15 gainers and 14 losers
“Over time the proposal will reduce costs in the electricity industry and reduce prices for consumers from what they would otherwise be. The immediate overall impact of the proposal on the average residential electricity bill is fairly modest. In 15 regions, electricity consumers’ bills will decrease. In the remaining 14 regions, the average bill increase is less than $50 per year," Hansen said. (See more in the charts below)
“The regions where consumers will see an increase in their bills are those that have benefited from substantial recent grid upgrades to improve service levels, or where transmission prices have been lower than average. In every region, the benefit from these recent investments greatly exceeds the area-of-benefit charges proposed to pay for them," he said.
“Under the current TPM consumers that have had little or no benefit from these investments have faced higher costs of electricity to pay for them. Not surprisingly, this has made the current TPM contentious. The Authority believes that after an initial settling-in period, the new approach will improve the acceptability and durability of the TPM.”
Hansen said the EA believed consumers were paying distributed generators between NZ$25 million and NZ$35 million each year which they are not receiving any benefit in terms of reduced transmission costs. The EA estimated its proposal would mean consumers paid up to NZ$325 million less in charges than would otherwise occur over the first 15 years.
If adopted, the change would be phased in beginning 1 April 2017 and the changes would be phased in by April 2019.
Here some charts provided by the EA which describe how the changes would affect various regions, lines companies and big power users and generators.
Green Energy Spokesman Gareth Hughes said the proposals would force some households to pay more for power to subsidise big business users and make it even harder for families to warm their homes in winter.
“The fact is, higher power prices make for colder families and sicker children in winter,” Hughes said.
“The Electricity Authority should be treating the electricity network as a national asset for the benefit of all New Zealanders, not playing people who live in different regions off against each other while cutting the Tiwai Point aluminium smelter’s power bill by $20 million," he said.
“Allowing major industrial users more scope to ask for special discounts, which households will have to subsidise, is blatantly pitting the interests of big businesses against families having warm homes in the winter.
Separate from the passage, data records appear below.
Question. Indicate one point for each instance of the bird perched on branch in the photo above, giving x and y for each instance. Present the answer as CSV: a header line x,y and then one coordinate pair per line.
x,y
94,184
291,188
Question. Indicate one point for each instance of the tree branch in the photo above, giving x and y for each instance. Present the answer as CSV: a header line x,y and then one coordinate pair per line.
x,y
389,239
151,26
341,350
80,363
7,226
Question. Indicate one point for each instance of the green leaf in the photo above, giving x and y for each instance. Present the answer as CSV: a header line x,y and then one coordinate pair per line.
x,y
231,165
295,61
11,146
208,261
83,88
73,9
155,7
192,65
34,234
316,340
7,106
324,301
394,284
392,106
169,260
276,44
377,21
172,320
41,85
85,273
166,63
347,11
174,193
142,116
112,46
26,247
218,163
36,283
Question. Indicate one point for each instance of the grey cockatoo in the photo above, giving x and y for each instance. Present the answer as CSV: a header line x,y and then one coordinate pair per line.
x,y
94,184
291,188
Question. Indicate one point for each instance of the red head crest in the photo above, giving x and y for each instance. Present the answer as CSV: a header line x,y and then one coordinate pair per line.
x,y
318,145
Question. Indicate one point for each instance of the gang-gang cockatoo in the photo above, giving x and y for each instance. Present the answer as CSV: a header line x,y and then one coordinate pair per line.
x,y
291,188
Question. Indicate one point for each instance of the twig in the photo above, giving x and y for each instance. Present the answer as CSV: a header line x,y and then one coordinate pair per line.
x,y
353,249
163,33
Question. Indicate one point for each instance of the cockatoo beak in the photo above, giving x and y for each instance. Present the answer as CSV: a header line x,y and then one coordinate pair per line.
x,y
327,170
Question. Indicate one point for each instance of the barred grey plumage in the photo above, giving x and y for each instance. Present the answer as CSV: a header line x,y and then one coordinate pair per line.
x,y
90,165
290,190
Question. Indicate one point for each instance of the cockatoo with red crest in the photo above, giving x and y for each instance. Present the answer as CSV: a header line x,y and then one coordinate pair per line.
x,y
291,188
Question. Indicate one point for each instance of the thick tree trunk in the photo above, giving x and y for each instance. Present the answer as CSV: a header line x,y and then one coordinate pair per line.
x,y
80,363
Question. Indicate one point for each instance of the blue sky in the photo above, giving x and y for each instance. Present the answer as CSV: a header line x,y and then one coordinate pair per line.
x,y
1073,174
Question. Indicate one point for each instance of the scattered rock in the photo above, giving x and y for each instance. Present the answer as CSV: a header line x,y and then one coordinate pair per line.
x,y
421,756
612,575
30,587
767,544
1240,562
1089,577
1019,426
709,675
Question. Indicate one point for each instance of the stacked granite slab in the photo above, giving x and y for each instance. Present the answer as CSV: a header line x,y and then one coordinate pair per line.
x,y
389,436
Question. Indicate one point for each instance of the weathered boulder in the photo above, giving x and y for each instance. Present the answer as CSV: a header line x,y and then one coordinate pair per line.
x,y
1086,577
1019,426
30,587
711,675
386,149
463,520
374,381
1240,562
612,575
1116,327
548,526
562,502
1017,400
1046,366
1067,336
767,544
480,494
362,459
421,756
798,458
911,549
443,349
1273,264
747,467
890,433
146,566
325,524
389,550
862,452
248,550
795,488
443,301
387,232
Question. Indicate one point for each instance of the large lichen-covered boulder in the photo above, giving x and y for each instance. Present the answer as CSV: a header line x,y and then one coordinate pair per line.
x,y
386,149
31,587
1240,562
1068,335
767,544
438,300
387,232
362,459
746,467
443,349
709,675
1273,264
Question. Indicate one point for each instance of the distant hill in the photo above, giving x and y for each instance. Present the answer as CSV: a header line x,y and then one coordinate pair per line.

Parts of the Electricity Authority’s document read like people will just up and move their lives around the country to maximise economic efficiency in the power grid, which is ridiculous."
Hughes also criticised the EA's proposals, which he said appeared to push back against a global trend towards distributed generation.
"The Electricity Authority seems to be trying to get New Zealand to go the other way by slashing the incentives to produce power locally," he said.
“Discouraging local distributed generation is likely to actually increase transmission costs in the long term, because we’ll have to keep paying to upgrade the lines to carry power in from far away."
New Zealand First attacked the proposal as guaranteeing the fat salaries of the big power companies.
“Instead of acting in the interests of all New Zealand the authority’s plan for power transmission charges disadvantages many Kiwis and ignores the obvious and fair solution – smoothing transmission line costs, that is, everyone pays the same price," NZ First's Fletcher Tabuteau said.
“This can be done by using the $194m plus in profits generated by Transpower. Instead, Kiwi households are paying the cost for its poorly considered infrastructure investment while foreign-owned Tiwai Point aluminium smelter is likely to benefit by reduced charges of $21 million," he said.
“We are all Kiwis, our forebears built the power stations, and we should all reap the benefits. Privatisation, the drive for profits and big salaries have ripped equality out of the power industry."